Guust Flater doet Kwabbernoot drie chimpansees, de Brothers, cadeau voor diens verjaardag. De apen komen uit een circus en zetten al snel de hele redactie van het weekblad Robbedoes op stelten. Ze gebruiken vuurwapens, gooien met messen en schieten met pijl-en-boog. Meneer Demesmaeker vindt de apen wel grappig en is voor een keer zeer bereid om contracten met Kwabbernoot te tekenen. Hij krijgt echter de slappe lach en meent dat de redactie hem wil doen doodlachen. Terwijl de apen nog meer fratsen uithalen, krijgt Robbedoes op de redactie bezoek van een klein mannetje die een briefje met het dieet voor de apen afgeeft. Robbedoes gaat achter het mannetje, een zekere Noë, aan en stelt vast dat het een groot dierentemmer is, maar dat hij moeilijk met mensen om kan. Noë was ook de verantwoordelijke over de chimpansees in het circus, maar kon die zelf niet kopen. Robbedoes begrijpt dat Noë de apen mist en ze kan gebruiken om uit de armoede te geraken. Guust begrijpt dat zijn cadeau beter aan Noë toekomt. Onderweg nemen de apen nog een loopje met politieagent Vondelaar en een andere agent. Noë is blij met de terugkeer van zijn lievelingen en gaat op tournee.

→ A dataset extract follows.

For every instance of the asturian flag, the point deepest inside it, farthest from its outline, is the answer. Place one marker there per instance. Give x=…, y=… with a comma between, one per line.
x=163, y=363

Culturele verwijzingen[bewerken | brontekst bewerken]

  • Robbedoes zit in het begin van het verhaal in een Lady, een designstoel van Marco Zanuso uit 1951. Dezelfde stoel dook ook al op in Franquins reeks Ton en Tineke.
  • Robbedoes vroeg Peyo een tekening van B.B., waarmee hij "Benoît Brisefer", Steven Sterk, bedoelde. Peyo stuurt hem echter een tekening van Brigitte Bardot, destijds een populair model. In de vertaling wordt B.B. "Bollie en Billie", dat geen reeks is van de vermelde Peyo, maar van Jean Roba.
  • In het verhaal duikt op plaat 16 een rode MG MGB met nummerplaat 9877-J op. Kenteken en wagen zijn beiden van Franquin zelf. Achteraan op de bank zit een meisje, André Franquins dochter Isabelle. De auto dook eveneens op in QRN op Bretzelburg en in plaat 295 van Guust. In die plaat zit Franquin zelf aan het stuur.